17 En Jezus, dat horende, zeide tot hen: Die gezond zijn, hebben den medicijnmeester niet van node, maar die ziek zijn. Ik ben niet gekomen, om te roepen rechtvaardigen, maar zondaars tot bekering.
tadvākyaṁ śrutvā yīśuḥ pratyuvāca, arōgilōkānāṁ cikitsakēna prayōjanaṁ nāsti, kintu rōgiṇāmēva; ahaṁ dhārmmikānāhvātuṁ nāgataḥ kintu manō vyāvarttayituṁ pāpina ēva|
18 En de discipelen van Johannes en der Farizeen vastten; en zij kwamen en zeiden tot Hem: Waarom vasten de discipelen van Johannes en der Farizeen, en Uw discipelen vasten niet?
tataḥ paraṁ yōhanaḥ phirūśināñcōpavāsācāriśiṣyā yīśōḥ samīpam āgatya kathayāmāsuḥ, yōhanaḥ phirūśināñca śiṣyā upavasanti kintu bhavataḥ śiṣyā nōpavasanti kiṁ kāraṇamasya?

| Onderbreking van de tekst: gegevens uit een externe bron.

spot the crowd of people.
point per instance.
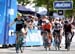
(50, 28)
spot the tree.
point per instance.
(46, 3)
(23, 2)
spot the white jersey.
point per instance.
(57, 26)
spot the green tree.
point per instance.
(46, 3)
(23, 1)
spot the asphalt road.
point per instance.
(39, 50)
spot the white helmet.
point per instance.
(47, 21)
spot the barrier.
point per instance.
(2, 20)
(33, 38)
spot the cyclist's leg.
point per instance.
(49, 40)
(17, 46)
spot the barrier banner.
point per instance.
(33, 38)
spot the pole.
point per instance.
(5, 27)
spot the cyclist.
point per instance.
(46, 27)
(67, 30)
(57, 27)
(19, 24)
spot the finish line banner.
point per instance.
(63, 5)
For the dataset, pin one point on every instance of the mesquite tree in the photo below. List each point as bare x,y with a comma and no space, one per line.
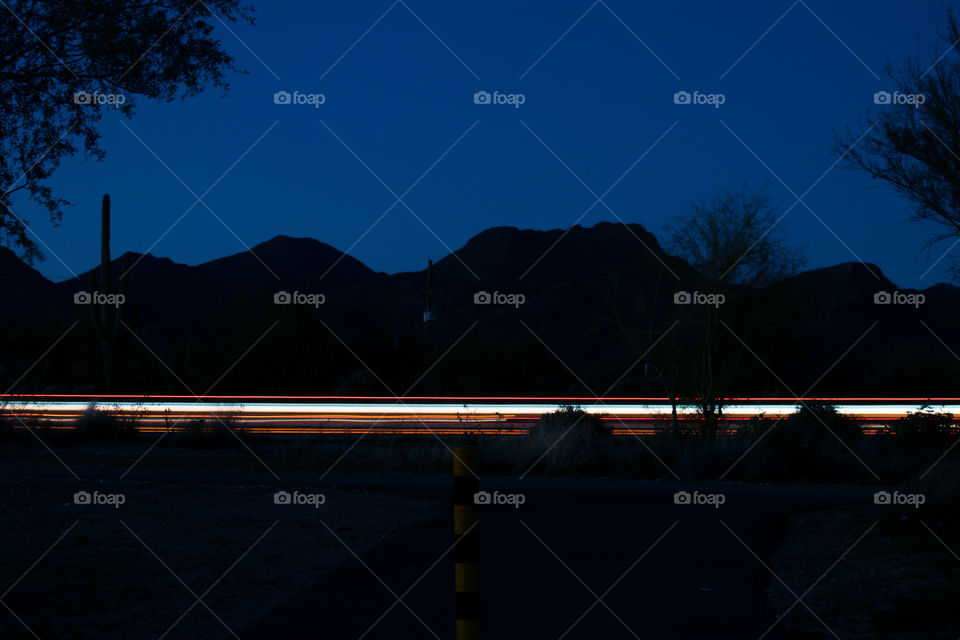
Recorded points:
64,63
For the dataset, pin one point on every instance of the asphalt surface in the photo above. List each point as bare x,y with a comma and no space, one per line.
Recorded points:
588,558
578,559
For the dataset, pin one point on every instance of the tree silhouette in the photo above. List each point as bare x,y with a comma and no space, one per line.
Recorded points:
63,63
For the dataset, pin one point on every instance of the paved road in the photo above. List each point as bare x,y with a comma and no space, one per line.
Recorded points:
579,559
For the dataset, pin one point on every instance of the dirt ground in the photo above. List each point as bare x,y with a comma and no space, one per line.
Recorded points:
900,581
138,569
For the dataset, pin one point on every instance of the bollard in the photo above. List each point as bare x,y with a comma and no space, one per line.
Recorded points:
467,546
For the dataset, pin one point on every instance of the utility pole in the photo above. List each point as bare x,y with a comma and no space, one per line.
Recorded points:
428,314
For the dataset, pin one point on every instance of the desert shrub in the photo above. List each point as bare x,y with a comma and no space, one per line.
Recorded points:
924,427
811,445
201,433
98,426
566,441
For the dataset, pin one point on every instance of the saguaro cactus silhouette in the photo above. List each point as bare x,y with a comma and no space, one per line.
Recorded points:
106,305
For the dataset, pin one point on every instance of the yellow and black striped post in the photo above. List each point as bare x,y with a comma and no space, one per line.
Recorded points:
467,547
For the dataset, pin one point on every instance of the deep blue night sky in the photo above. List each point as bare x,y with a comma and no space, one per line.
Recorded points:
399,99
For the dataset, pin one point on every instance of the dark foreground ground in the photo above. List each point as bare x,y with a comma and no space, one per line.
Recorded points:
587,558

19 En Jezus zeide tot hen: Kunnen ook de bruiloftskinderen vasten, terwijl de Bruidegom bij hen is? Zo langen tijd zij den Bruidegom bij zich hebben, kunnen zij niet vasten.
tadā yīśustān babhāṣē yāvat kālaṁ sakhibhiḥ saha kanyāyā varastiṣṭhati tāvatkālaṁ tē kimupavastuṁ śaknuvanti? yāvatkālaṁ varastaiḥ saha tiṣṭhati tāvatkālaṁ ta upavastuṁ na śaknuvanti|
20 Maar de dagen zullen komen, wanneer de Bruidegom van hen zal weggenomen zijn, en alsdan zullen zij vasten in dezelve dagen.

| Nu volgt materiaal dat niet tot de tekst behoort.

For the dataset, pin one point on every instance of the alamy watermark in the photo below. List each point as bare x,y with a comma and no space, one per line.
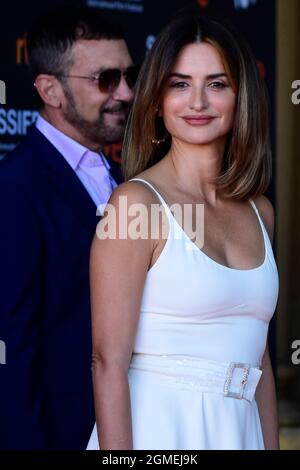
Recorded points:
2,92
137,221
296,94
2,352
296,354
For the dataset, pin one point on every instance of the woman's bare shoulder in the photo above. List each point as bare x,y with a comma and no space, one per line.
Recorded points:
266,211
135,192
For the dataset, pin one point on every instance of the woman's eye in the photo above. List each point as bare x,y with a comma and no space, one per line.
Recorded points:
218,85
178,84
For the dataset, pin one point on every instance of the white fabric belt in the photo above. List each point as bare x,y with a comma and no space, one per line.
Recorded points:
232,379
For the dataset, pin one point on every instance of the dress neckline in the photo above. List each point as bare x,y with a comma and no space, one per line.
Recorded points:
196,248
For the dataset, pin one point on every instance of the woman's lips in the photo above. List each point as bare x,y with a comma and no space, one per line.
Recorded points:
198,120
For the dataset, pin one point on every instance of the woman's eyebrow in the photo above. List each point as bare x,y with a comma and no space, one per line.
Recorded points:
210,76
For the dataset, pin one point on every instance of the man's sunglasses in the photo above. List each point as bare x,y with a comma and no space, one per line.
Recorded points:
109,79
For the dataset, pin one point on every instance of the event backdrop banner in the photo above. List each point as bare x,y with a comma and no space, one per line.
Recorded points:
141,20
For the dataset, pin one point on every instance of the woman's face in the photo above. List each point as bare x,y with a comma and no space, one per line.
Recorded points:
198,106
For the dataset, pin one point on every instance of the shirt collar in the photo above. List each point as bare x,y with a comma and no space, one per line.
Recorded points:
72,151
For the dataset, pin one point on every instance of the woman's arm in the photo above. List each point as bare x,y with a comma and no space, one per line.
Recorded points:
267,404
118,268
266,392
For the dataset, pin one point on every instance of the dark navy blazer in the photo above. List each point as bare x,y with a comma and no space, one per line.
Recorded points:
47,223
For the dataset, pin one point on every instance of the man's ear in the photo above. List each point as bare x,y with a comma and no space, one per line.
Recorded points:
49,89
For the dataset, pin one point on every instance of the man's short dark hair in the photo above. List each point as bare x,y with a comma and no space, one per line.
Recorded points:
50,40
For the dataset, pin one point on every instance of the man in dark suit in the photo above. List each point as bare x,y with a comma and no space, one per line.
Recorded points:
50,187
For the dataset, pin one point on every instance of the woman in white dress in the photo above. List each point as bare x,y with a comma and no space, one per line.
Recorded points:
180,318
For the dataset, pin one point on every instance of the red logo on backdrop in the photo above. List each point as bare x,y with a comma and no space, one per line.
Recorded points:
203,3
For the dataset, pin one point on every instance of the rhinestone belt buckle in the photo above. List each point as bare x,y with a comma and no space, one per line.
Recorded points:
229,375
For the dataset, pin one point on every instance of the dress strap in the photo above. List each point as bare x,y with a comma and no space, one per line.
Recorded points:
267,240
155,191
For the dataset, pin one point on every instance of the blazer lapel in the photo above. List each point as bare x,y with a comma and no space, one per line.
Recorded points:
65,180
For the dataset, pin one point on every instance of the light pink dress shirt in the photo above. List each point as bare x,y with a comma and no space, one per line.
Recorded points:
91,168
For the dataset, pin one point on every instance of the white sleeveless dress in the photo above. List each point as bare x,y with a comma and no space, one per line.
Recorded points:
199,344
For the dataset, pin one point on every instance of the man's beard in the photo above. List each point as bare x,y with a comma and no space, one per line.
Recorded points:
96,131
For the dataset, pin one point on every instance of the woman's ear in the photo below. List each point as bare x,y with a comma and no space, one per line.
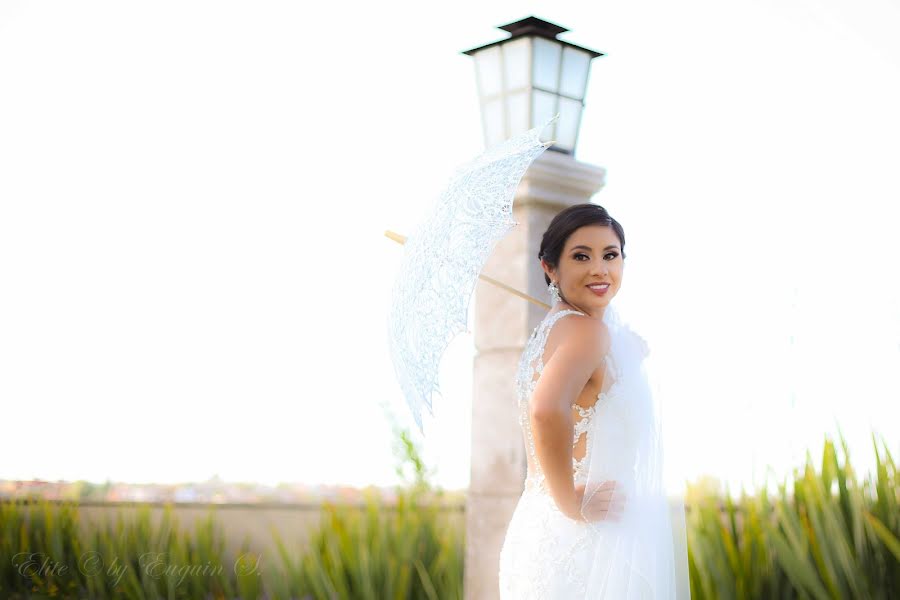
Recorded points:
548,270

yasmin kālē tēbhyaḥ sakāśād varō nēṣyatē sa kāla āgacchati, tasmin kālē tē janā upavatsyanti|
21 En niemand naait een lap ongevold laken op een oud kleed; anders scheurt deszelfs nieuwe aangenaaide lap iets af van het oude kleed, en er wordt een ergere scheur.
kōpi janaḥ purātanavastrē nūtanavastraṁ na sīvyati, yatō nūtanavastrēṇa saha sēvanē kr̥tē jīrṇaṁ vastraṁ chidyatē tasmāt puna rmahat chidraṁ jāyatē|
22 En niemand doet nieuwen wijn in oude lederzakken; anders doet de nieuwe wijn de leder zakken bersten en de wijn wordt uitgestort, en de leder zakken verderven; maar nieuwen wijn moet men in nieuwe leder zakken doen.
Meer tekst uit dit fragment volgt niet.